The fresh and dried leaves are used frequently in traditional Mediterranean cuisine as a herb; a tisane can also be made from them.Since it is attractive and tolerates some degree of drought, it is also used in landscaping, especially in areas having a Mediterranean climate. It can in fact die in over-watered soil, but is otherwise quite easy to grow for beginner gardeners. It is very pest-resistant.Numerous cultivars have been selected for garden use. The following are frequently sold:
  • 'Albus': white flowers
  • 'Arp': leaves light green, lemon-scented
  • 'Aureus': leaves speckled yellow
  • 'Benenden Blue': leaves narrow, dark green
  • 'Blue Boy': dwarf, small leaves
  • 'Golden Rain':leaves green, with yellow streaks
  • 'Irene': lax, trailing
  • 'Lockwood de Forest': procumbent selection from 'Tuscan Blue'
  • 'Ken Taylor': shrubby
  • 'Majorica Pink': pink flowers
  • 'Miss Jessop's Upright': tall, erect
  • 'Pinkie': pink flowers
  • 'Prostratus'
  • 'Roseus': pink flowers
  • 'Severn Sea': spreading, with arching branches; flowers deep violet
  • 'Tuscan Blue': upright
Rosemary has a very old reputation for improving memory, and has been used as a symbol for remembrance (as in worn during weddings, war commemorations and funerals) in Europe, probably as a result of this reputation; in Shakespeare's Hamlet, Ophelia says, "There's rosemary, that's for remembrance".Rosemary can be added as an unusual extra flavoring in lemonade.Rosemary is easily pruned into shapes and has been used for topiary.

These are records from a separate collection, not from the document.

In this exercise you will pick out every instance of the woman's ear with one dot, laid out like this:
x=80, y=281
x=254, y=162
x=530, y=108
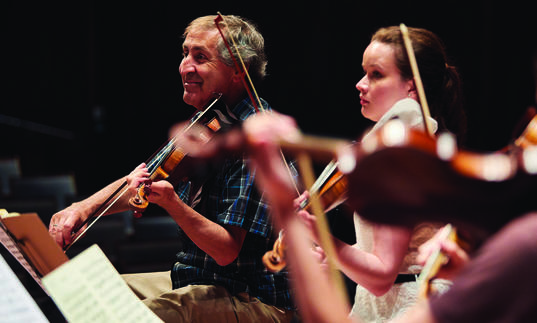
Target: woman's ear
x=412, y=91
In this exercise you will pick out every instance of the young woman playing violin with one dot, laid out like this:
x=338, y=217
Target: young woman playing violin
x=382, y=262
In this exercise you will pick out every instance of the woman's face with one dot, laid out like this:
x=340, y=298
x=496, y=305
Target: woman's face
x=382, y=85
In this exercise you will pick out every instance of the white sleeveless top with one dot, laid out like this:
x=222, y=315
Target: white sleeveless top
x=368, y=307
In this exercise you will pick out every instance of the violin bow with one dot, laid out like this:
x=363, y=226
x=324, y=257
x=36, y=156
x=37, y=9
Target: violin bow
x=437, y=258
x=304, y=162
x=417, y=79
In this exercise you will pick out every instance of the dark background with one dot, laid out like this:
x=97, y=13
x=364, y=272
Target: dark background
x=91, y=87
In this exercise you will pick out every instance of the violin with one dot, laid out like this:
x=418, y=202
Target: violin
x=332, y=190
x=168, y=158
x=160, y=165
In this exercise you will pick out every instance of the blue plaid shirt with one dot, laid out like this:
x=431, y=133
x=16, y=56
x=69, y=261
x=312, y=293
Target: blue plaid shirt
x=231, y=198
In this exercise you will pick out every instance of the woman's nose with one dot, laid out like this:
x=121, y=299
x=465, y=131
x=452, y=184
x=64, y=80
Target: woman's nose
x=362, y=85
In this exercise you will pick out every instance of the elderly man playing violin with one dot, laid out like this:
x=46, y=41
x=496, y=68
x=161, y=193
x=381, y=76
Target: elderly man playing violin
x=219, y=275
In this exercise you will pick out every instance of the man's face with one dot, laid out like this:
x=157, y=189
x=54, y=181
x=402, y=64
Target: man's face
x=202, y=72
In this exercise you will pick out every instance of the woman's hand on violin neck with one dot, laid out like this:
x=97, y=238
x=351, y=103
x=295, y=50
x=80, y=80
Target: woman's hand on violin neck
x=163, y=194
x=310, y=221
x=457, y=255
x=140, y=175
x=63, y=223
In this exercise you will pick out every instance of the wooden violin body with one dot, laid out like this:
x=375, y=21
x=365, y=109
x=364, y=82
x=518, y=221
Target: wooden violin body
x=165, y=161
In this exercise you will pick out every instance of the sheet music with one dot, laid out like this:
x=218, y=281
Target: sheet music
x=89, y=289
x=16, y=304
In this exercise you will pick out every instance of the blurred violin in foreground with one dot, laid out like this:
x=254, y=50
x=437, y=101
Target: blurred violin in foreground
x=403, y=176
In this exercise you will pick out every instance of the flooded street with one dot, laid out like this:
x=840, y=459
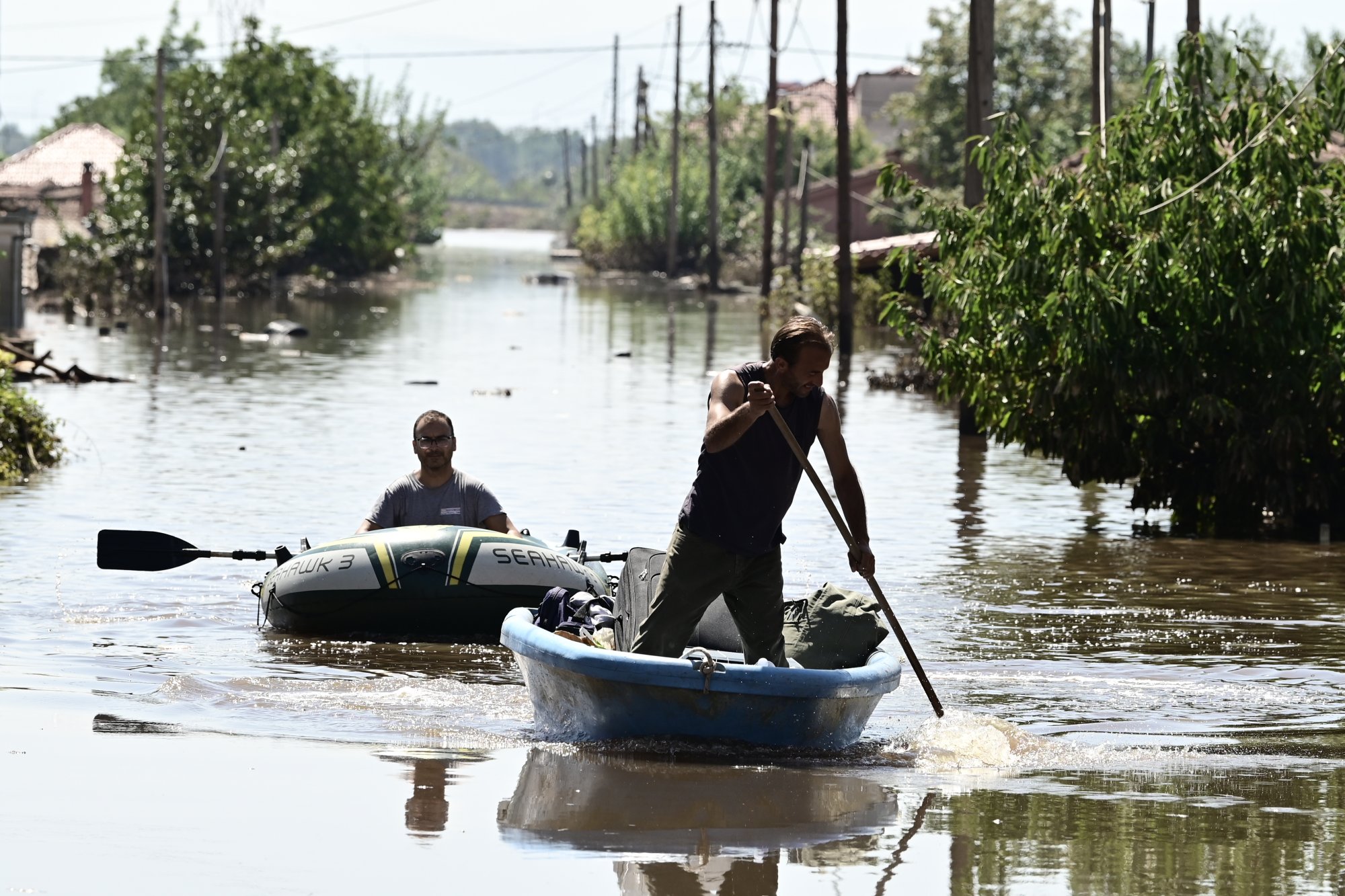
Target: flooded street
x=1175, y=706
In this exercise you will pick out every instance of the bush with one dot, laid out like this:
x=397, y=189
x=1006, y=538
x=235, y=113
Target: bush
x=28, y=436
x=1198, y=352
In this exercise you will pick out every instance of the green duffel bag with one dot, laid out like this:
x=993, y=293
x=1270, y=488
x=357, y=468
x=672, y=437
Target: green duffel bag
x=832, y=628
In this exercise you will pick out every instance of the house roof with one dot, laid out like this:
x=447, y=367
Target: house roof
x=59, y=159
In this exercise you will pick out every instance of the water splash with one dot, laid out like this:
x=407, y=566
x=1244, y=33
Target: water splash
x=964, y=740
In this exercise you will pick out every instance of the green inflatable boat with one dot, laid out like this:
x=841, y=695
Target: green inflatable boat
x=420, y=583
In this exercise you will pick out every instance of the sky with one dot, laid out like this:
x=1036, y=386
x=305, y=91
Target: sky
x=49, y=53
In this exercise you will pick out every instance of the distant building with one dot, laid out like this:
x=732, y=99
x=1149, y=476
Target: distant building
x=816, y=103
x=872, y=92
x=59, y=178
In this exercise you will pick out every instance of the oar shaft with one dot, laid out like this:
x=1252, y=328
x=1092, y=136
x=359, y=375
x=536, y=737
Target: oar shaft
x=849, y=541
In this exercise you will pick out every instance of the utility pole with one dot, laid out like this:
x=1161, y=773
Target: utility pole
x=594, y=134
x=805, y=162
x=1101, y=92
x=712, y=260
x=583, y=170
x=981, y=83
x=570, y=197
x=161, y=212
x=786, y=181
x=771, y=135
x=1149, y=42
x=611, y=153
x=677, y=142
x=217, y=179
x=845, y=317
x=640, y=106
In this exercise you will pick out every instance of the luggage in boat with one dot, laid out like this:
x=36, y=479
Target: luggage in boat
x=587, y=693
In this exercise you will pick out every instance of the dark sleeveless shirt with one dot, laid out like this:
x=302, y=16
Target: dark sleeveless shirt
x=742, y=494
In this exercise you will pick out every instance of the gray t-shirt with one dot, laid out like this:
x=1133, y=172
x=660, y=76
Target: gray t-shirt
x=462, y=501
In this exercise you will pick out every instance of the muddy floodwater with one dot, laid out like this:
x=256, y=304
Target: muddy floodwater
x=1129, y=712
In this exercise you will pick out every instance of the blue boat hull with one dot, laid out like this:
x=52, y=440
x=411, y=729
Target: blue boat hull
x=584, y=693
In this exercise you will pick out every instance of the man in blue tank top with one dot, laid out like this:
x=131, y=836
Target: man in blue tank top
x=728, y=534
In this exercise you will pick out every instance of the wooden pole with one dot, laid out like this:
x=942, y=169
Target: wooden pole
x=1101, y=92
x=845, y=287
x=570, y=196
x=805, y=161
x=712, y=260
x=771, y=136
x=787, y=184
x=851, y=545
x=219, y=248
x=677, y=142
x=161, y=212
x=640, y=106
x=1149, y=41
x=594, y=134
x=981, y=81
x=611, y=153
x=583, y=170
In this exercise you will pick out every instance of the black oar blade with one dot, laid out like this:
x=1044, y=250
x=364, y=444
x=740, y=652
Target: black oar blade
x=145, y=551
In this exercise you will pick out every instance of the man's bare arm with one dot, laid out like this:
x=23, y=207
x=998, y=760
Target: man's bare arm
x=734, y=409
x=847, y=481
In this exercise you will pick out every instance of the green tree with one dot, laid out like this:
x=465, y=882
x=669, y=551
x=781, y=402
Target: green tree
x=127, y=80
x=322, y=175
x=629, y=227
x=1042, y=76
x=1195, y=352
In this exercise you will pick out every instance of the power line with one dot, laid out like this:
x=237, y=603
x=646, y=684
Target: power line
x=364, y=15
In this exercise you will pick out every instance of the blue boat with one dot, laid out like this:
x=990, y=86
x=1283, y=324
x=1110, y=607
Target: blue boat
x=583, y=693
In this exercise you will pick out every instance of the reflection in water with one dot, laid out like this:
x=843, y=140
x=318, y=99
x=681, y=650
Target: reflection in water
x=427, y=810
x=704, y=810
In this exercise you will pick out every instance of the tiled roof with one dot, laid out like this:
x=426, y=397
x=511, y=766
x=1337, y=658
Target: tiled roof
x=57, y=161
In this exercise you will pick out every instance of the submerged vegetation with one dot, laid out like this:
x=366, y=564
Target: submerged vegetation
x=28, y=436
x=1188, y=345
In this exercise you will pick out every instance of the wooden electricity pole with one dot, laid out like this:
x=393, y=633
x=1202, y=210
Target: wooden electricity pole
x=611, y=153
x=1101, y=92
x=677, y=140
x=1149, y=41
x=217, y=179
x=640, y=107
x=771, y=134
x=845, y=317
x=161, y=212
x=583, y=170
x=805, y=162
x=786, y=182
x=712, y=260
x=981, y=84
x=570, y=197
x=595, y=154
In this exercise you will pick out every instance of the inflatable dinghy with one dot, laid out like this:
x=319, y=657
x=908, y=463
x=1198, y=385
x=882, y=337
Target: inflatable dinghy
x=420, y=583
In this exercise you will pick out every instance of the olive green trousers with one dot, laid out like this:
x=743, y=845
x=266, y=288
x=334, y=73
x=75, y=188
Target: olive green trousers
x=695, y=573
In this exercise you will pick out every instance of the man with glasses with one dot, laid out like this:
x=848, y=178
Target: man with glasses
x=436, y=494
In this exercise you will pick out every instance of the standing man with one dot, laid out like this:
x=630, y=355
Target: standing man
x=436, y=494
x=728, y=534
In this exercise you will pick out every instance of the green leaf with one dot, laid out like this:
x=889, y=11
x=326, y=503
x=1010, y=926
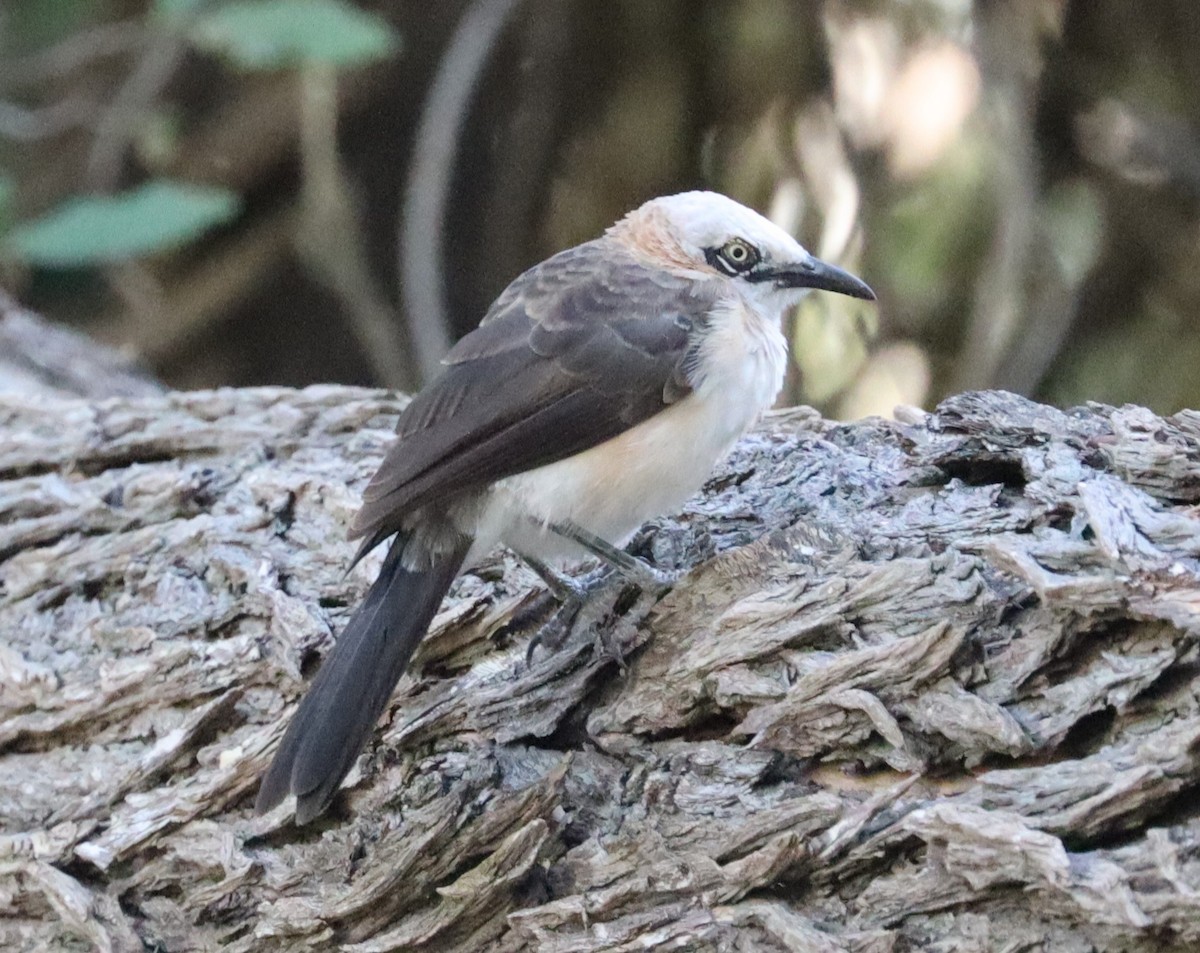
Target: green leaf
x=101, y=229
x=275, y=34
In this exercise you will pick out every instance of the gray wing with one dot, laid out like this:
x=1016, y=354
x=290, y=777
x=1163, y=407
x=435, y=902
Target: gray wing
x=575, y=352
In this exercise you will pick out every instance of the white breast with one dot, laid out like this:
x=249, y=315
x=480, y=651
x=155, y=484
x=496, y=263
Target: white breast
x=652, y=468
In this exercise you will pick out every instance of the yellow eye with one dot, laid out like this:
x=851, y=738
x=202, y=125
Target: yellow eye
x=739, y=256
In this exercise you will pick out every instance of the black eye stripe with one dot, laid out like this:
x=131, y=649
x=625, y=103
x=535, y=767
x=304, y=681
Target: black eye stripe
x=733, y=258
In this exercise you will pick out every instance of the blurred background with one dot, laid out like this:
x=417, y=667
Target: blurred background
x=295, y=191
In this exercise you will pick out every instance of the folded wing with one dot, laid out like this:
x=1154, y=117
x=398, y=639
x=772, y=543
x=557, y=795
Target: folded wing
x=575, y=352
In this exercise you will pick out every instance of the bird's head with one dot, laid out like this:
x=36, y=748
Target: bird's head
x=711, y=237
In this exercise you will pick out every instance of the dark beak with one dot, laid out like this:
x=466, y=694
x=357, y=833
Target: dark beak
x=816, y=274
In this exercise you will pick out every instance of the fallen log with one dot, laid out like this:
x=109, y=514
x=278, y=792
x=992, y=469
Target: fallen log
x=925, y=685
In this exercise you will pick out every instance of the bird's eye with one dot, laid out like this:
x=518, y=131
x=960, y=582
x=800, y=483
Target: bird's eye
x=739, y=256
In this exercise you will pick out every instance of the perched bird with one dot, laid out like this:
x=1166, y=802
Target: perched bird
x=598, y=391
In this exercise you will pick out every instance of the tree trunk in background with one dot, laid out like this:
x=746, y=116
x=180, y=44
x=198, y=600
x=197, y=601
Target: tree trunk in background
x=927, y=685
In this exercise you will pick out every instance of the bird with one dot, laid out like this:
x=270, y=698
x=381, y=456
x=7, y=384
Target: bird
x=598, y=391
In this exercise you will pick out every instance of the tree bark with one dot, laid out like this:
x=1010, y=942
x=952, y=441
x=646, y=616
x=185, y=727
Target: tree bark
x=923, y=685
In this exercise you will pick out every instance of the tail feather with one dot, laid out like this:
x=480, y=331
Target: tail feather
x=349, y=693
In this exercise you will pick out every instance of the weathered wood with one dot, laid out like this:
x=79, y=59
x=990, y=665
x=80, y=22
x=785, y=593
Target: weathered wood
x=925, y=685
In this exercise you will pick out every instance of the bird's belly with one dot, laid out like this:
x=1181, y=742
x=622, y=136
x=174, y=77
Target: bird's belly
x=615, y=487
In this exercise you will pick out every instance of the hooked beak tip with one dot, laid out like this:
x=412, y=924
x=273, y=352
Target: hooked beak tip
x=826, y=277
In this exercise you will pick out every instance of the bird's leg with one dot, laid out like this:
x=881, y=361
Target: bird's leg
x=564, y=588
x=630, y=567
x=571, y=595
x=575, y=594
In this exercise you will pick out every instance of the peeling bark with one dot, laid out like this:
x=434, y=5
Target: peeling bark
x=924, y=685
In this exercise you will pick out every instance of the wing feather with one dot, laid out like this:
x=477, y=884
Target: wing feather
x=576, y=351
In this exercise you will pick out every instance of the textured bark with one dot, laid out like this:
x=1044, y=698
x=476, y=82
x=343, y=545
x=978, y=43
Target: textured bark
x=924, y=685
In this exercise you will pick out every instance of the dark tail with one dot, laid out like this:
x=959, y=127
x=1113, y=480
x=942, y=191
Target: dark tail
x=349, y=693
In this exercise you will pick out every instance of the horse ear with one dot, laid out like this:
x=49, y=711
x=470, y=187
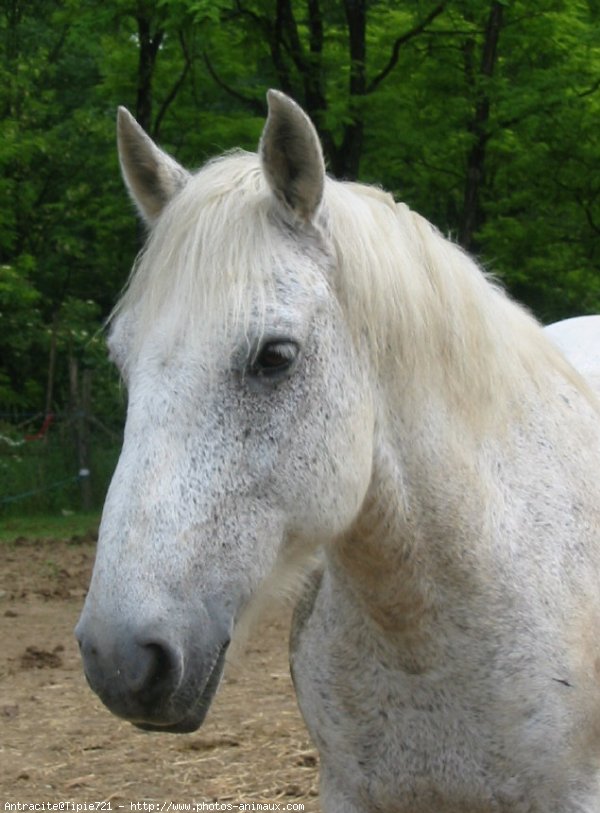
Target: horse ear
x=292, y=157
x=151, y=176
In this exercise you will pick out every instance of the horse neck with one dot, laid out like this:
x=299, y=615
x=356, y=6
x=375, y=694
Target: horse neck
x=418, y=544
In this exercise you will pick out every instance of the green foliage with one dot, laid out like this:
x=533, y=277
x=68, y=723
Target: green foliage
x=481, y=115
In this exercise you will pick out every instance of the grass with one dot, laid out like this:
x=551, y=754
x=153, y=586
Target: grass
x=51, y=526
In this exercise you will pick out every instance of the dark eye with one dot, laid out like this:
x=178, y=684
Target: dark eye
x=274, y=358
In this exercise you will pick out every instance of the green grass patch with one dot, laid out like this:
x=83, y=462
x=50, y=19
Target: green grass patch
x=53, y=526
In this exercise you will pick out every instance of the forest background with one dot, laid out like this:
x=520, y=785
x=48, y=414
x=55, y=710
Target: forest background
x=483, y=116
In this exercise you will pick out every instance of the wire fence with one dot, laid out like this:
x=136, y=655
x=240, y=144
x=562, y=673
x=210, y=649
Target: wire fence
x=54, y=462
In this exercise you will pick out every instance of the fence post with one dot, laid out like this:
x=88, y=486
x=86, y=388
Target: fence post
x=81, y=405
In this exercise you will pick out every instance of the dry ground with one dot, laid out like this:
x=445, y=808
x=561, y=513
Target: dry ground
x=58, y=743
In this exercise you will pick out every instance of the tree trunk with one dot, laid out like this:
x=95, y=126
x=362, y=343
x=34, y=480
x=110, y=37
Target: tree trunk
x=472, y=215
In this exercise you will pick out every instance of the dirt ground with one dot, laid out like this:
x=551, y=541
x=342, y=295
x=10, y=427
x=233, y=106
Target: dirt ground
x=59, y=744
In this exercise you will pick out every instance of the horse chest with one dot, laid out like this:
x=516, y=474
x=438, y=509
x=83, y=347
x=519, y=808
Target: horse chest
x=393, y=743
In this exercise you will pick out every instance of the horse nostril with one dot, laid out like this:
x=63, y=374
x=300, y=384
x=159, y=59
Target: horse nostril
x=163, y=668
x=151, y=670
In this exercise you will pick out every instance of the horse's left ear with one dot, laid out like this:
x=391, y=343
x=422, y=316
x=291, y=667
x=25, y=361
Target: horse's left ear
x=292, y=157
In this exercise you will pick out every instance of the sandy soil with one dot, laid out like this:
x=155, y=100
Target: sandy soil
x=59, y=744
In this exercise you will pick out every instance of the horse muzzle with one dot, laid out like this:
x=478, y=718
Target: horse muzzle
x=155, y=680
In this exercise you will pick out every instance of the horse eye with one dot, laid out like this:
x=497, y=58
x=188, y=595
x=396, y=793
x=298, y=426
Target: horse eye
x=274, y=358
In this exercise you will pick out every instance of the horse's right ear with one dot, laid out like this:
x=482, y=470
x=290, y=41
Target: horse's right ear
x=292, y=157
x=151, y=176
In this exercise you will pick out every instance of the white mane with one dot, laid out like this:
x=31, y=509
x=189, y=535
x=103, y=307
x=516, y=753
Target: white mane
x=424, y=306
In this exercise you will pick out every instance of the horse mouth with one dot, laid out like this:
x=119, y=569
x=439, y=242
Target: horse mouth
x=194, y=716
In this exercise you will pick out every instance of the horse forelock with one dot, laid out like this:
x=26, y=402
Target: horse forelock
x=421, y=306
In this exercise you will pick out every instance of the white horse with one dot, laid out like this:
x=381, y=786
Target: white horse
x=313, y=367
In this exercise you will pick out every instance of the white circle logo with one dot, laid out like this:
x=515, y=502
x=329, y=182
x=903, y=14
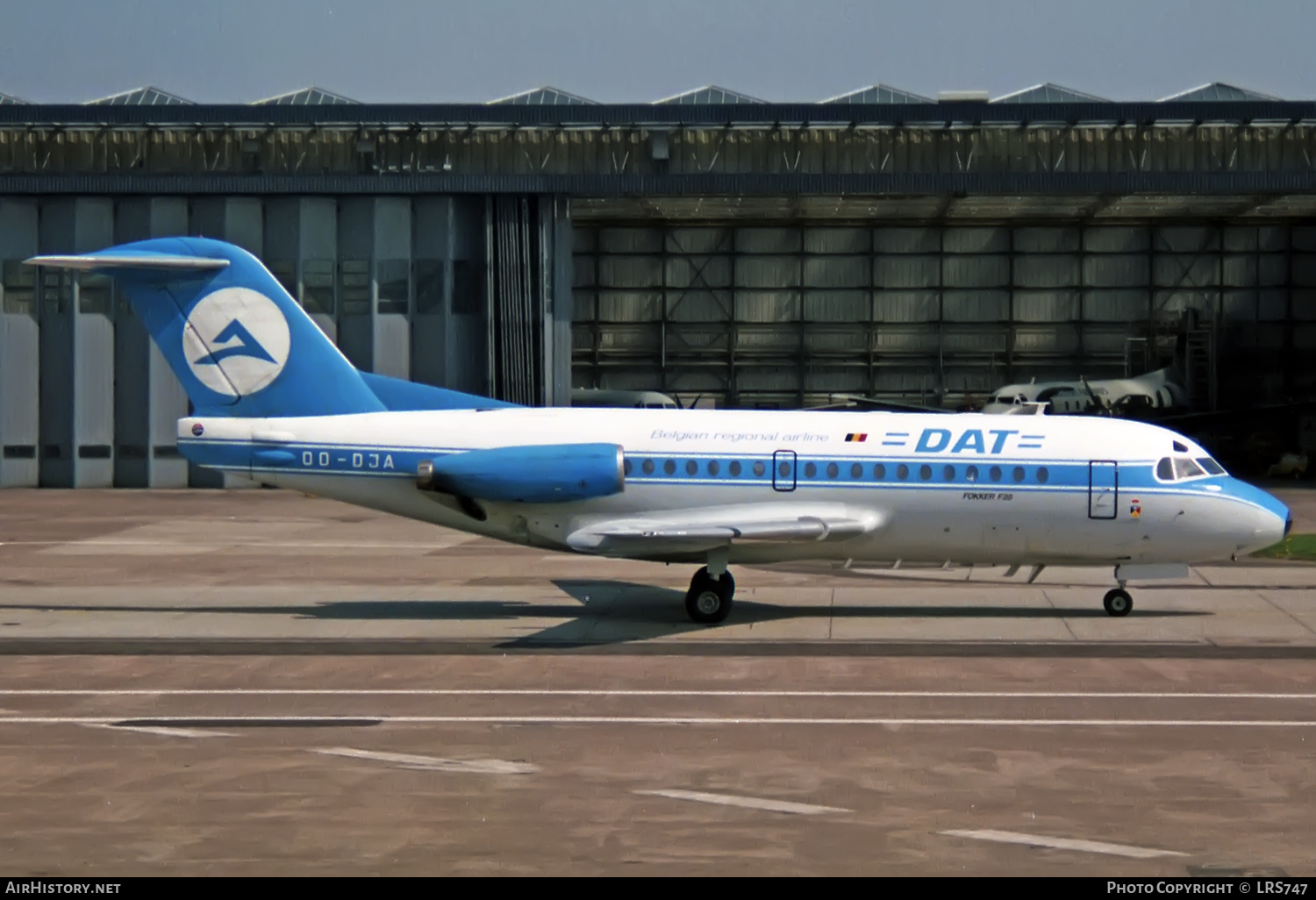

When grown in pots, it is best kept trimmed to stop it getting too straggly and unsightly, though when grown in a garden, rosemary can grow quite large and still be attractive.Rosemary is a useful food preservative, according to research published in 1987 by Rutgers University, New Jersey. Researchers at Rutgers patented a chemical derived from rosemary that compares favourably with BHA and BHT in its preservative properties.

Medicinal uses
Rosemary has been found to be a stimulant and mild analgesic, and has been used to treat headaches, epilepsy, poor circulation, and many ailments for which stimulants are prescribed.Can be used as a disinfectant, fever, as a mouth wash and for rheumatism.Externally it can be used in hair lotions a few drops of Rosemary oil massaged into the scalp then rinsed with an infusion of nettles can revitalise the hair. Used in this manner it supposed to prevent premature baldness. Rosemary is also reported to stop dandruff.Hungary water was first invented for a Queen of Hungary to 'renovate vitality of paralysed limbs'. It was used externally and is prepared by mixing 180g of fresh rosemary tops in full flower into a litre of spirits of wine. Leave to stand for four days then distill. It is also supposed to work as a remedy against gout if rubbed vigoursly on hands and feet.For a tonic against headaches put some sprigs into a teapot add hot water strain and serve.